If Armbian team could consider getting into hardware, it might be easier to generate funds.
Maybe a collaboration with Shenzhen Xunlong, or another company for an “Armbian Edition” board that could be launched on a crowdfunding campaign first. Then you could decide to assign more resources to that particular board, so people may be drawn to it even it’s a bit more expensive than equivalent boards.
Projects like Espruino follow that “business model”. Espruino is a JavaScript firmware for microcontroller that supports all sort of MCU boards with the help of the community, but they also have their own Espruino boards with better support.
I have no personal experience about this type of endeavors, so just my 2 cents.
So… Will the current release work on H2+ board ???

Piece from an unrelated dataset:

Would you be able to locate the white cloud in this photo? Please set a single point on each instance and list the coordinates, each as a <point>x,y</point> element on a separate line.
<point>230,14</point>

Sure. Again: ‘wrt software support H2+ and H3 are the same’: http://linux-sunxi.org/H2+#Variants
Does support for R8 also mean support for A64? (I think they are the same?)
R8 is A13, R18 is A64.
I really hope that they will also implement H264 encoding. It’s too bad that the stretch goal wasn’t met.
Guys, you know Jerry is trolling, right?
Sure. What baffles me is why. I can understand that those (partially brilliant) engineers working for RPi Trading are in trouble (they’re amongst those 30-50 people on this planet familiar with the closed source mess that defines RPi. And once their guru moves on to something else they’re fired since literally no one needs their VideoCore skills any more).
Great work guys !
Hello everyone! What is the maximum of frame rate of ENCODING can be reached on Allwinner A20 chip for Full HD (1920×1080) video resolution? Did anyone measure that? I reached only 3fps. As signal sources I used csi camera and ffmpeg test video.